La reciente destitución de la Junta Directiva del Banco Nacional de Costa Rica no debe interpretarse como una mera decisión administrativa, sino como una señal de alerta ante el deterioro de la autonomía institucional. Cuando se castiga la independencia y se premia la obediencia, el país entero paga el precio.
“La autonomía del Banco Nacional no es un privilegio: es una condición indispensable para proteger los ahorros de los costarricenses, garantizar decisiones técnicas y blindar la gestión financiera de influencias político-partidarias.”
Con estas palabras inicia un llamado de alerta que surge a raíz de la decisión del Poder Ejecutivo de destituir a toda la Junta Directiva del Banco Nacional, una acción que muchos interpretan como un quiebre ético y un golpe directo a la independencia institucional.
La preocupación principal radica en que este acto no representa simplemente un cambio en la administración, sino que sienta un peligroso precedente: que las decisiones dentro de una entidad financiera pública puedan tomarse en función del deseo político y no del bienestar colectivo.

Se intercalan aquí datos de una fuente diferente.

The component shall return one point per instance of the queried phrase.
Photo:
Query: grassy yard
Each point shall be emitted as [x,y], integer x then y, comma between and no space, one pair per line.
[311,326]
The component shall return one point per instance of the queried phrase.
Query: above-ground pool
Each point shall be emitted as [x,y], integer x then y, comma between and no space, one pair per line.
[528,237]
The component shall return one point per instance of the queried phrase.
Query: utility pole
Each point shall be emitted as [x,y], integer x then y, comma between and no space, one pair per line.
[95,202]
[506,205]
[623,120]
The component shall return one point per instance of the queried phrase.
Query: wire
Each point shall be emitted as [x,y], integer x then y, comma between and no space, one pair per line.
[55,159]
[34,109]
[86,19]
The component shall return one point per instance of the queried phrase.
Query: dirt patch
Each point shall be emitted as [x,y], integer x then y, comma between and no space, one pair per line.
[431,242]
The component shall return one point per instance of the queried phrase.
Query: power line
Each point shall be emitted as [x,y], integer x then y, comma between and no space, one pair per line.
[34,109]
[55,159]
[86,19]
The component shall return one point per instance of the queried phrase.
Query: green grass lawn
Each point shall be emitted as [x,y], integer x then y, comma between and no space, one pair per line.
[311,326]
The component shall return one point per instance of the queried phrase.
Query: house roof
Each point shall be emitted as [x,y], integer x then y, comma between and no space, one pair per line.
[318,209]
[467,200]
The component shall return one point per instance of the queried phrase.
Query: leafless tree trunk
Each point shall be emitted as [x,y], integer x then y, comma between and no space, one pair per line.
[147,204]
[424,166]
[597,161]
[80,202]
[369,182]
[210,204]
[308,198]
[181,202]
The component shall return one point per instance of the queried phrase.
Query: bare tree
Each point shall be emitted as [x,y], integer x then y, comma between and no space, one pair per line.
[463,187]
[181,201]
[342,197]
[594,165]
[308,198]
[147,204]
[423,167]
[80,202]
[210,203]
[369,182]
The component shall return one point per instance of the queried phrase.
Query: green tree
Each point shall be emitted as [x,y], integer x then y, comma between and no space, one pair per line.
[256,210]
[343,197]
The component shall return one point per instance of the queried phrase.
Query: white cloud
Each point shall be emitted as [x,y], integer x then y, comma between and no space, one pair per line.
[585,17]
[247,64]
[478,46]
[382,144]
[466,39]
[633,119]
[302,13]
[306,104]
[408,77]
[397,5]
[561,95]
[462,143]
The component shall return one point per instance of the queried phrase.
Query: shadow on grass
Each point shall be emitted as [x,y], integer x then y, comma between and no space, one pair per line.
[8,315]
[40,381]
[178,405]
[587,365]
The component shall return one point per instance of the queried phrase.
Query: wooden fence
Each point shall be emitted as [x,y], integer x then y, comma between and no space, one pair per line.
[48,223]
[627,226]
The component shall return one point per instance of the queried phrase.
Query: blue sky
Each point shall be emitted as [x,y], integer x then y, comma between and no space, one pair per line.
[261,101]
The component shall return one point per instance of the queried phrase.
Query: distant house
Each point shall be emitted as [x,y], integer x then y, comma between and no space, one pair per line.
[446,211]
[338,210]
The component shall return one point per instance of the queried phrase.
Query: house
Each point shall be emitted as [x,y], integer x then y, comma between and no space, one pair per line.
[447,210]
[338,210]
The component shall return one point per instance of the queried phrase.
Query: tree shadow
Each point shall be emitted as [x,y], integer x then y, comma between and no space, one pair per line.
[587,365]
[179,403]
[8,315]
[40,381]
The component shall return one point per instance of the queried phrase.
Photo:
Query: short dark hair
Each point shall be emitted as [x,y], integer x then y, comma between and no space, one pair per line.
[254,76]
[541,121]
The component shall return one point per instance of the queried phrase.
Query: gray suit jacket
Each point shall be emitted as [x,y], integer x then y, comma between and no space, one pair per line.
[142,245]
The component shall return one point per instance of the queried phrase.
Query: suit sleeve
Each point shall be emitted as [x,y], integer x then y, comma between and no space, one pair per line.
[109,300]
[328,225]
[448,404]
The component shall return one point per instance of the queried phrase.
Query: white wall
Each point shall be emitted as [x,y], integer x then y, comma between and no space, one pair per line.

“Las instituciones no están hechas de ladrillos, están hechas de principios. Y cuando esos principios se entregan sin cuestionamiento al poder político, lo que se pierde no es solo una estructura, es la esencia de lo que representan”, señala el pronunciamiento.
Para quienes defienden el Estado de Derecho y la arquitectura democrática del país, esta situación debe encender todas las alarmas. Lo que ocurrió con el Banco Nacional pone en riesgo la confianza ciudadana en el sistema bancario y abre la puerta a una intervención directa del Ejecutivo en decisiones que deben ser técnicas, no políticas.
“Hoy fue el banco. Mañana, ¿quién más?”, concluye la advertencia.